Certain que le vieux gourmand ne déclinerait pas l’invitation, Jacomo se dirigea vers la porte pour donner des ordres. La compagnie du vieil Embroni lui était plaisante. Il avait couché par écrit toutes les transactions de la famille Platealonga aussi loin que remontait sa mémoire. Son père avait toujours conseillé de s’en remettre à lui pour les affaires qu’il aurait à traiter. C’était un notaire fiable, scrupuleux, et surtout discret. Avec le temps, Jacomo avait fini par le considérer comme un vieil oncle, un confident qui l’avait chaque fois soutenu dans ses projets professionnels.

Gênes, port, matin du mardi 28 février 1156

La brume qui recouvrait le port s’avançait jusqu’aux abords de la galerie longeant la façade de l’entrepôt. Un seul des deux grands battants avait été ouvert, de façon à apporter un peu de lumière, et une table disposée à l’entrée avec quelques tabourets était utilisée pour y déposer les documents de travail. De nombreuses balles, des sacs, des paniers, des tonneaux attendaient de partir pour de lointaines destinations. Aucune poussière ne les recouvrait, et il était évident que la halle ne conservait pas longtemps son stock. Chaque chose y était proprement entreposée, inventoriée, classée.
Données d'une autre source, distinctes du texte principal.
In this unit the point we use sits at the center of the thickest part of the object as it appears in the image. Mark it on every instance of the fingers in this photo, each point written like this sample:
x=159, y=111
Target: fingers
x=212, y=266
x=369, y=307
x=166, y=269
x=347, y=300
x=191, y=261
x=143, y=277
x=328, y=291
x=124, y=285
Mais pour l’heure, le petit attroupement qui discutait dans l’air glacial et humide ne s’intéressait guère aux marchandises. Au milieu du groupe se tenait Jacomo Platealonga, chaudement emmitouflé dans une chape de laine écarlate. Il brandissait une épée et un fourreau qui faisaient l’admiration de ses compagnons. La lame, ornée d’une inscription et de croix, étincelait comme un miroir. La garde de bronze était réhaussée de têtes d’animaux, et le pommeau gravé de décors marins mettait fin à une fusée enveloppée de cuir noir. L’étui, de bois recouvert de maroquin émeraude, n’était pas en reste, avec de nombreuses appliques métalliques et une bouterolle dorée ciselée de délicats feuillages. C’était une arme magnifique, digne d’un comte, que le marchand venait de se faire livrer. Ses compagnons l’étudiaient avec attention, envieux d’un si bel objet.

« Où as-tu trouvé si splendide lame, Jacomo ? »

Demanda un jeune homme à l’air efféminé, vêtu de bleu des pieds à la tête.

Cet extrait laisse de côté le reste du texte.